Liu M, Wu R, Yang F, Wang T, Zhang P, Gu J, Wan D, Yang S - PLoS ONE (2013)

Bottom Line: Some interesting genes (p21cip1, ID2, GMSF, ERCC5, and RPA1), which changed in the cDNA microarray analysis, were confirmed by semi-qRT-PCR, and similar changes in expression were observed.FCM cell-cycle analysis indicated that FN1BP1 over-expression could result in G1 phase arrest.These results indicate the potential role of FN1BP1 as a treatment target for hepatocellular carcinoma.

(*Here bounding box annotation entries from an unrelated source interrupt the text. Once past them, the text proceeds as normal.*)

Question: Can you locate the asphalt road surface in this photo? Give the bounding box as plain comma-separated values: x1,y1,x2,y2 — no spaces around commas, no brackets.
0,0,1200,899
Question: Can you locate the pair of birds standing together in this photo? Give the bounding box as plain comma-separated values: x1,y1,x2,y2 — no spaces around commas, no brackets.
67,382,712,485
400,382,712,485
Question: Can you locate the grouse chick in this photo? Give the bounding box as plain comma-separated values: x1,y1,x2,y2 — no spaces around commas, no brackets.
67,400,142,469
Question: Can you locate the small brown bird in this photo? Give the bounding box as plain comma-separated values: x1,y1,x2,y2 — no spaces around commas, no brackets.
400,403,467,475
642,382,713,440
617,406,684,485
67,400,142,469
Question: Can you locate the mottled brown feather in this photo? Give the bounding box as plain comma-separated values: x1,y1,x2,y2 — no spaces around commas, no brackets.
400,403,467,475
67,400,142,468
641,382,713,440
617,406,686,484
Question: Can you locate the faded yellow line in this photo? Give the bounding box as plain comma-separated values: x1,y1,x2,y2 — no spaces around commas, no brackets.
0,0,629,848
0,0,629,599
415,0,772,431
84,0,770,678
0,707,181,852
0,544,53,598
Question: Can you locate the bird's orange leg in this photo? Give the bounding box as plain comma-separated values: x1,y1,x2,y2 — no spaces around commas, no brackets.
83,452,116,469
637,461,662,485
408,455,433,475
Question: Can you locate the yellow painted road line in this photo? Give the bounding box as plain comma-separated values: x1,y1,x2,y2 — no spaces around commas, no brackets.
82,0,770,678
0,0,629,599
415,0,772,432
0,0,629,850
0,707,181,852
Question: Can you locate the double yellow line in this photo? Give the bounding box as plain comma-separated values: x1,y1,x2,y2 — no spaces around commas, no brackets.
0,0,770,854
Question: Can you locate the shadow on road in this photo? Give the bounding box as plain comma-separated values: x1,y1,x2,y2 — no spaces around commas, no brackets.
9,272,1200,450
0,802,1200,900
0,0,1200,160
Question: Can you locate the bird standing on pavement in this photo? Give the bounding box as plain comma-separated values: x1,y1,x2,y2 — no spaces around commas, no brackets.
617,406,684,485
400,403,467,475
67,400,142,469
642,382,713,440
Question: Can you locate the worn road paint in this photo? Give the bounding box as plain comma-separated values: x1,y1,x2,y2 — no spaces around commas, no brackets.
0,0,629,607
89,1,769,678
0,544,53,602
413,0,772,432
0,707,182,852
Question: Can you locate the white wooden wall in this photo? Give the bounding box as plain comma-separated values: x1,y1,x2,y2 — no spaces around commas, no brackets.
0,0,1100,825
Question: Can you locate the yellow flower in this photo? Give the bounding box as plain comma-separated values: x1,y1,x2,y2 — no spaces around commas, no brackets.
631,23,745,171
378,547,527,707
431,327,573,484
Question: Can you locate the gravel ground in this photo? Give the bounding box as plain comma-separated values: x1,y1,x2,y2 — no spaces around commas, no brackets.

View Article: PubMed Central - PubMed

Affiliation: Jingsu Key Laboratory of Neuroregeneration, Nantong University, Nantong, Jiangsu, China.

ABSTRACT
A novel human gene, FN1BP1 (fibronectin 1 binding protein 1), was identified using the human placenta cDNA library. Northern blotting showed a transcript of ∼2.8 kb in human placenta, liver, and skeletal muscle tissues. This mRNA transcript length was similar to the full FN1BP1 sequence obtained previously. We established a conditionally induced stable cell line of Hep3B-Tet-on-FN1BP1 to investigate the preliminary function and mechanism of the secretory FN1BP1 protein. Cell-proliferation and colony-conformation assays demonstrated that FN1BP1 protein suppressed Hep3B cell growth and colonization in vitro. Analysis of Atlas human cDNA expression indicated that after FN1BP1 Dox-inducing expression for 24 h, 19 genes were up-regulated and 22 genes were down-regulated more than two-fold. Most of these gene changes were related to cell-cycle-arrest proteins (p21cip1, p15, and cyclin E1), transcription factors (general transcription factors, zinc finger proteins, transcriptional enhancer factors), SWI/SNF (SWItch/Sucrose NonFermentable) complex units, early-response proteins, and nerve growth or neurotrophic factors. Down-regulated genes were subject to colony-stimulating factors (e.g., GMSFs), and many repair genes were involved in DNA damage (RAD, ERCC, DNA topoisomerase, polymerase, and ligase). Some interesting genes (p21cip1, ID2, GMSF, ERCC5, and RPA1), which changed in the cDNA microarray analysis, were confirmed by semi-qRT-PCR, and similar changes in expression were observed. FCM cell-cycle analysis indicated that FN1BP1 over-expression could result in G1 phase arrest. FN1BP1 might inhibit cell growth and/or colony conformation through G1 phase arrest of the Hep3B cell cycle. These results indicate the potential role of FN1BP1 as a treatment target for hepatocellular carcinoma.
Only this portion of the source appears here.